A Traditonal Strategy Game Playable Nearly Anywhere

    The game of Clod consists of 7 game pieces and a board of 3 squares by four squares.  Each player possesses 3 game pieces and and takes turns moving the seventh, called "the clod".  The object is to get all three of your pieces into a line and prevent your opponent from doing the same.  

    In Nupiat rules Clod, the most common variant, the players flip a coin.  The winner of the coin toss chooses to place a piece first.  The clod or one of the players own game pieces may be placed anywhere on the board.  The other player then places a piece and they continue to alternate until all seven pieces are on the board.  Once the clod has been placed however, the other player may not move it until actual play begins.  The player who first placed the clod moves first.  This is the beginning of the first round.  In each round, each player gets a turn.  The players alternate who gets to move the clod each round.  Each player gets to move one game piece (not the clod) one space on the board in any one direction.  If it is his or her round to move the clod, this must be done before moving his or her own game piece.  This continues till one player get his or her three game pieces in a row.  No player is allowed to win however until the completion of the third round and each player must move a piece each turn as well as the clod if it is his or hher round to do so.

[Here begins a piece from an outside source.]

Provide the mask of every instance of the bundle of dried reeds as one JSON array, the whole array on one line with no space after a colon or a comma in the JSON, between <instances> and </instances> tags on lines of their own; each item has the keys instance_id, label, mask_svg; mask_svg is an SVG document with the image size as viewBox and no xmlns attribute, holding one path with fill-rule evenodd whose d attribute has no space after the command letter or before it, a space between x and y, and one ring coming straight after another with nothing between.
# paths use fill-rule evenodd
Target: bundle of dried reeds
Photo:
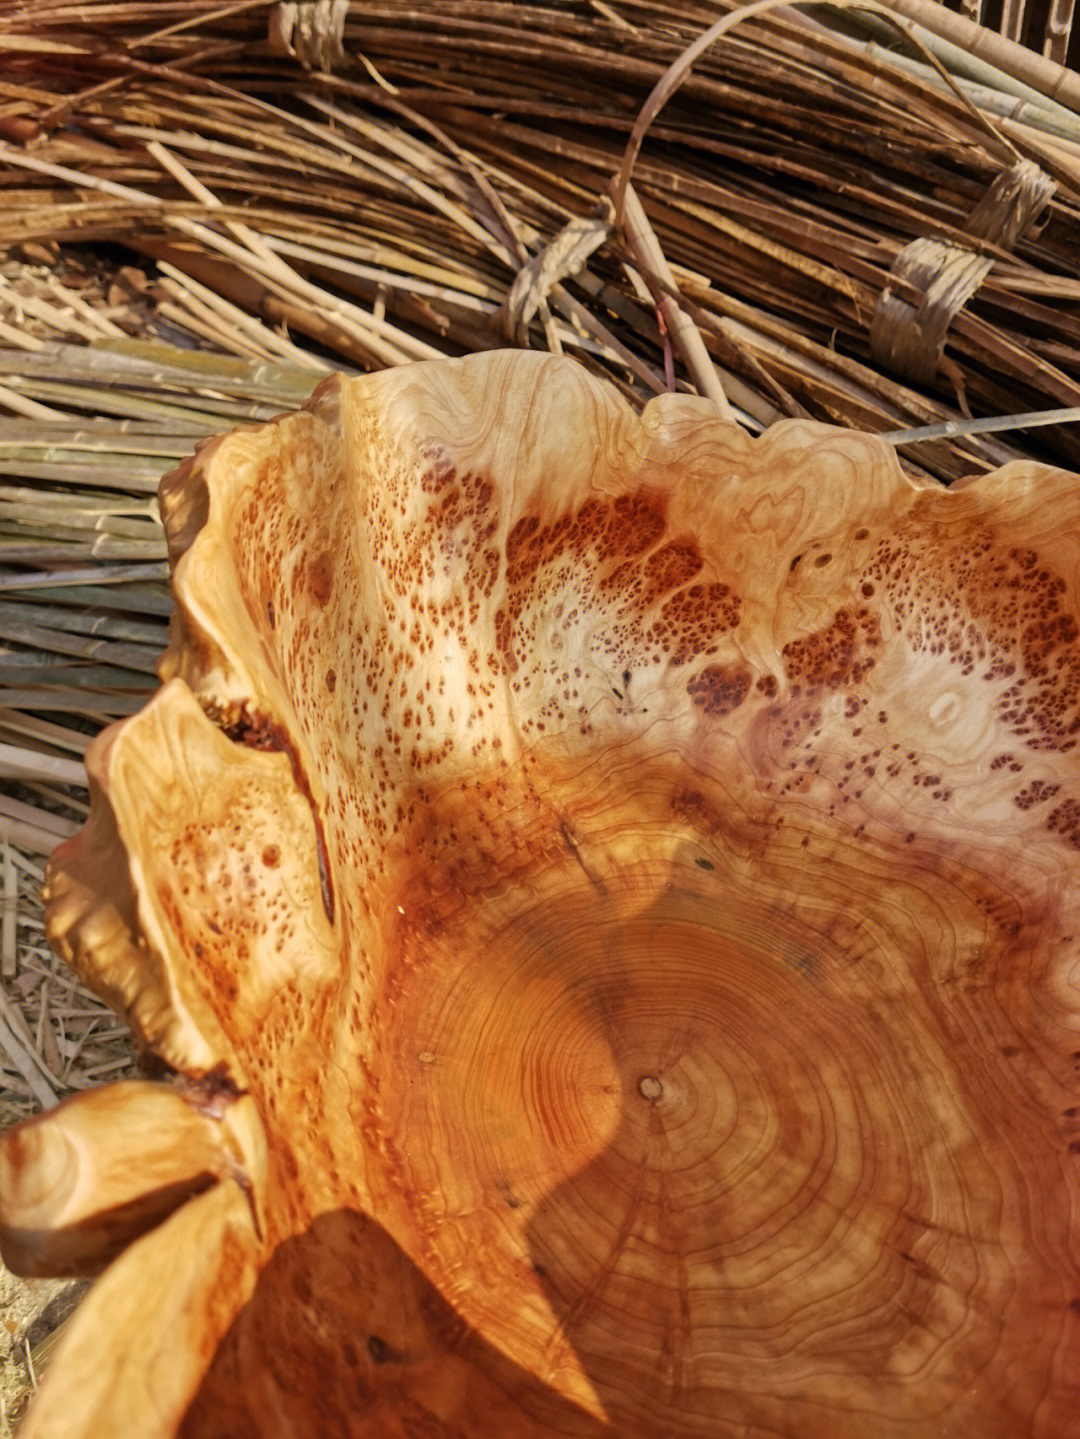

    Clod is called Khohg in the native Alathay tongue, which literally translates as "earth" or "ground", or on occasion a small piece of either.  The name for the game comes from the game piece which the players take turns moving, which is called "nehsh khohg" or "the clod".

    Several variations occur, usually named for the location they came into prominence.   Game pieces were most probably originally small rocks, thus the name clod.  Currently it is played with any number of markers including rocks, shells, beads, coins, or specially carved game pieces.  A system of quick betting on games for onlookers has developed based on number of rounds played and the expected winner.